Es folgt ein kleines Wörterbuch Baby-Eltern, Eltern-Baby:

  • Baby lacht und rudert mit den Armen: Wohlbefinden
  • Große Augen: Freude, Staunen oder Angst
  • Offene Augen und offener Mund: bin gesprächsbereit
  • Halb geschlossene Augen: Langeweile, Müdigkeit oder Zweifel
  • Angespannte Körperhaltung, geballte Fäuste: Unzufriedenheit
  • Finger im Mund: Hunger oder Wissensdurst
  • Baby fässt sich ans Ohr: Verlegenheit und Unsicherheit
  • Gähnen: Müdigkeit oder Desinteresse
  • Baby dreht Kopf zur Seite: interessiert mich nicht
  • Langes in die Luft starren oder in eine Ecke gehen: lass mich in Ruhe

Diese Körpersprache ist weit verbreitet bei Babies. Dennoch gibt es Ausnahmen. Ob Ihr Baby wirklich das ausdrücken möchte, was die Natur eigentlich durch die Mimiksprache vorgegeben hat, hängt im Einzelfall von Ihrem Kind ab. Eltern sollten es aber im Laufe der Zeit automatisch merken, was genau gemeint ist.


Wann schreit ein Kind?

Es ist nicht unüblich, dass Babies anfangen zu schreien - auch mitten in der Nacht. Es gibt Eltern, die denken, dass man nicht sofort springen sollte, weil sich das Baby daran gewöhnt und die Eltern durch dauerschreien unter Kontrolle hat.

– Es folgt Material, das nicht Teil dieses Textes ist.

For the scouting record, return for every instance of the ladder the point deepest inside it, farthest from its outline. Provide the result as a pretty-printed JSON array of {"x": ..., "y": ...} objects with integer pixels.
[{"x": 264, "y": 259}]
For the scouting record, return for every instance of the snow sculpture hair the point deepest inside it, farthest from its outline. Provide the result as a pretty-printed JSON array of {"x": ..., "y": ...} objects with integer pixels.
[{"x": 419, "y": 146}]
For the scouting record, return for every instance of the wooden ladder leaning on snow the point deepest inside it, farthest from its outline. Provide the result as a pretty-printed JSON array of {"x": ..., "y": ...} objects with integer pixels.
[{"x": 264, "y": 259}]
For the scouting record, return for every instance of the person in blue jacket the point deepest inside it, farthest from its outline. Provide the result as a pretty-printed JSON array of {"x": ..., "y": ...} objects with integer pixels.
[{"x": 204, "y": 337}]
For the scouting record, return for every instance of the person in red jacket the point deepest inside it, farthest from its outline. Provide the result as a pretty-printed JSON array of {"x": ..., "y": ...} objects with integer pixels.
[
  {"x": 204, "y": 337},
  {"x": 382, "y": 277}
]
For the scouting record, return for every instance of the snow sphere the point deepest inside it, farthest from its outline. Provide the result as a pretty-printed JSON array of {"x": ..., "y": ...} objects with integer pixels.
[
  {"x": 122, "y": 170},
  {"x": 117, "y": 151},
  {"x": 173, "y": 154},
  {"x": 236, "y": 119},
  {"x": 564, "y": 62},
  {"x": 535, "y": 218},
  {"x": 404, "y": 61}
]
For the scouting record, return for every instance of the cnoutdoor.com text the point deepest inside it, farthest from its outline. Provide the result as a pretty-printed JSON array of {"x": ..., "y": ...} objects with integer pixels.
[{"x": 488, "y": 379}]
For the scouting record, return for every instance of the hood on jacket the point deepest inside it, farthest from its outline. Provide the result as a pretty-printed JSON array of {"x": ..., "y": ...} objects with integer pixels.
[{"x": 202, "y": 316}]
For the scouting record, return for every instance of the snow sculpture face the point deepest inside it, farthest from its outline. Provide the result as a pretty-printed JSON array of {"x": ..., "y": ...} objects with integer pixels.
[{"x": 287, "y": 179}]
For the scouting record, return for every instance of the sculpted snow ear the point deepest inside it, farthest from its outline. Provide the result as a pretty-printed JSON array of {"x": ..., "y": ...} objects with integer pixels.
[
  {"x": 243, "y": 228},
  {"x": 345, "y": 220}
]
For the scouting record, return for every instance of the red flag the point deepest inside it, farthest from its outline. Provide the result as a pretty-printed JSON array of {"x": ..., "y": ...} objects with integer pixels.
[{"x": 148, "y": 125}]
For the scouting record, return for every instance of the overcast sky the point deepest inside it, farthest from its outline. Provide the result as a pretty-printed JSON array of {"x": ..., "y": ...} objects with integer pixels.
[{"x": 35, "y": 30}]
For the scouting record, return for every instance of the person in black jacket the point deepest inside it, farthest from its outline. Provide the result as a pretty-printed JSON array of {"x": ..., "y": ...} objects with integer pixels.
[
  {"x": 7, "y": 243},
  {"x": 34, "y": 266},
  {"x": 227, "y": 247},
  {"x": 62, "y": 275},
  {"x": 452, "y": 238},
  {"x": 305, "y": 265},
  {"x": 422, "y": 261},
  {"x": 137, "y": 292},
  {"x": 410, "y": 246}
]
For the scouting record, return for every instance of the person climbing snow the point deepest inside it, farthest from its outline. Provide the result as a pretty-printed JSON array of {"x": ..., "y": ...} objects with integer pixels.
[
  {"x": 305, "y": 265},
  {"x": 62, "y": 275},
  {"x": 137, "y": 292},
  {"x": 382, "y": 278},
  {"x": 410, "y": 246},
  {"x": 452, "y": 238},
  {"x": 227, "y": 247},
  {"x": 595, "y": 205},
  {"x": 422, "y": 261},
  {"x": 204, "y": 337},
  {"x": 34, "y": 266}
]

Das ist ein großer bedauerlicher Irrtum. In den ersten 9 Monaten hat ein Kind noch gar nicht die Möglichkeit, die Eltern auszutricksen. Das kann erst später erfolgen. Doch zunächst bedeutet Schreien tasächlich immer, dass irgendetwas nicht in Ordnung ist: die Windeln sind voll, Hungergefühle, Angst, Einsamkeit, Schmerzen am Po durch Scheuern oder Blähungen, die Babies ganz schön weh tun können.

Eltern sollten sich sofort um das Baby kümmern, wenn es schreit. Dadurch gewinnt das Kind an Sicherheit, was sehr wichtig für die weitere Entwicklung ist. Die Eigenverantwortung des Kindes, das Anlernen von Geduld und Kontrolle beginnt erst viel später. Im ersten Jahr sollte das Kind allererste Priorität haben. Es sollte auch nie alleine gelassen werden - auch nicht in der Nacht.

Natürlich sollten Sie auch keinen Widerwillen zeigen, wenn Sie das Baby nach einem Schreien verpflegen. Das verwirrt das Kind nur und es schreit ggf. noch mehr. Zeigen Sie immer Ihre Liebe und Freude.